I hope they include a parachute and some rowingpaddles also. For those unexpected hurricanes and floods.
-
Tom
March 30th, 2008 at
1:12 am
It does have a ventilation system.
I wonder if you are supposed to sleep with it closed or not, and how long does it take to open/close? It would be bad if robbers came in and it took 90 seconds to get the thing closed.
-
PNutts
March 30th, 2008 at
11:15 am
The only protection this thing offers is protection of your wallet from money. There are more disclaimers on their website than a used car sales contract. From the looks of it, you should buy a second one to protect you from the first.
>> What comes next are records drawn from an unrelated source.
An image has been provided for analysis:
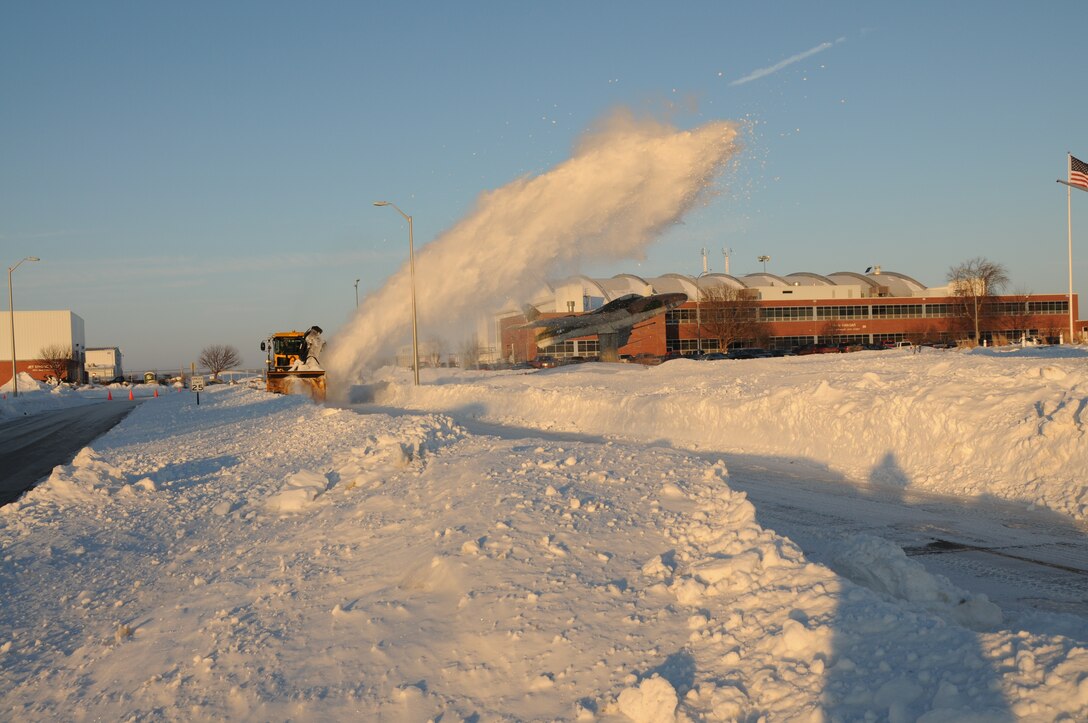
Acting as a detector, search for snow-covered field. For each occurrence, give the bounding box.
[0,349,1088,721]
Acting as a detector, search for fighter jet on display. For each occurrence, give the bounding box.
[522,294,688,361]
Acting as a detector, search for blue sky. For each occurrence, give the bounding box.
[0,0,1088,370]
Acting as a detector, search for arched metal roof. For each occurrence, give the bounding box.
[828,271,880,289]
[870,271,926,296]
[742,271,793,286]
[786,271,838,286]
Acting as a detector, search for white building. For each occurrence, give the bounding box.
[0,310,87,385]
[84,347,125,384]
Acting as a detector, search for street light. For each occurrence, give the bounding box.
[8,257,41,397]
[374,201,419,386]
[695,271,710,356]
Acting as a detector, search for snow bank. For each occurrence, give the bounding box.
[372,347,1088,522]
[0,372,158,421]
[0,382,1088,721]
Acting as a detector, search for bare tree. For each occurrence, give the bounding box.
[197,344,242,379]
[696,285,761,351]
[948,257,1009,342]
[38,344,72,382]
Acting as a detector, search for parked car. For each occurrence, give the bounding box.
[727,348,774,359]
[529,357,559,369]
[631,353,663,366]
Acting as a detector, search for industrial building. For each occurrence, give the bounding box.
[0,310,87,385]
[494,267,1088,361]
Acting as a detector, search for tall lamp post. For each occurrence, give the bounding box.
[8,257,41,397]
[374,201,419,386]
[695,271,710,356]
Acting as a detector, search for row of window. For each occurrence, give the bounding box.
[665,301,1070,324]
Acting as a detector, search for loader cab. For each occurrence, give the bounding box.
[261,332,306,369]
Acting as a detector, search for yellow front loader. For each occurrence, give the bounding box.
[261,326,325,401]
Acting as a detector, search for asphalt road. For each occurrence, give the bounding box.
[0,400,140,506]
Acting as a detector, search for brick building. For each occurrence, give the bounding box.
[496,267,1088,361]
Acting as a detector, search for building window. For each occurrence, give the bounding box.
[873,303,923,319]
[926,303,963,319]
[816,306,869,320]
[1027,301,1070,314]
[770,336,813,349]
[759,307,813,322]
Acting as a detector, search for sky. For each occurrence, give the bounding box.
[0,1,1088,371]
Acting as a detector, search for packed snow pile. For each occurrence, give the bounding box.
[0,371,1088,722]
[370,347,1088,521]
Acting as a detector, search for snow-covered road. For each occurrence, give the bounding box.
[413,406,1088,643]
[0,352,1088,723]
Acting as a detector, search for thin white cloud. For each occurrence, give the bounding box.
[729,38,846,86]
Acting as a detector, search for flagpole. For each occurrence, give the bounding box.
[1065,164,1076,344]
[1065,153,1076,344]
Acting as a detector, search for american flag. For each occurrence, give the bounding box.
[1070,155,1088,190]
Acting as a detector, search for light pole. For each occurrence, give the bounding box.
[374,201,419,386]
[695,271,710,356]
[8,257,41,397]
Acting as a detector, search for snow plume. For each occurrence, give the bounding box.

If the Quantum Sleeper is a rockin', don't come a knockin' or we'll activate our "defensive devices customized to the requests of the purchasers such as tear gas spray, robotic arms, or projectile weaponry." (tm)
-
Farmer Iggy
March 30th, 2008 at
3:08 pm
I guess fire isn't a natural disaster.
-
Alex
March 30th, 2008 at
7:29 pm
So, how does one use the "toiletry system" while all scrunched up inside the bed?
-
Ratz
March 30th, 2008 at
7:46 pm
It's quantum in the same way as scrodinger's cat was a victim of quantum effects. Is it alive due to radioactive decay? Is it dead? Same as your kid.. put it in that box and who the hell knows until you open your box and find he's quite happily alive masturbating furiously to thalodimide porn.
-
JamesM
April 1st, 2008 at
3:11 am
"So, how does one use the “toiletry system” while all scrunched up inside the bed?"
Wax lined bags and wet naps, I presume. The website is lacking a surprising amount of detail if they're looking for investors.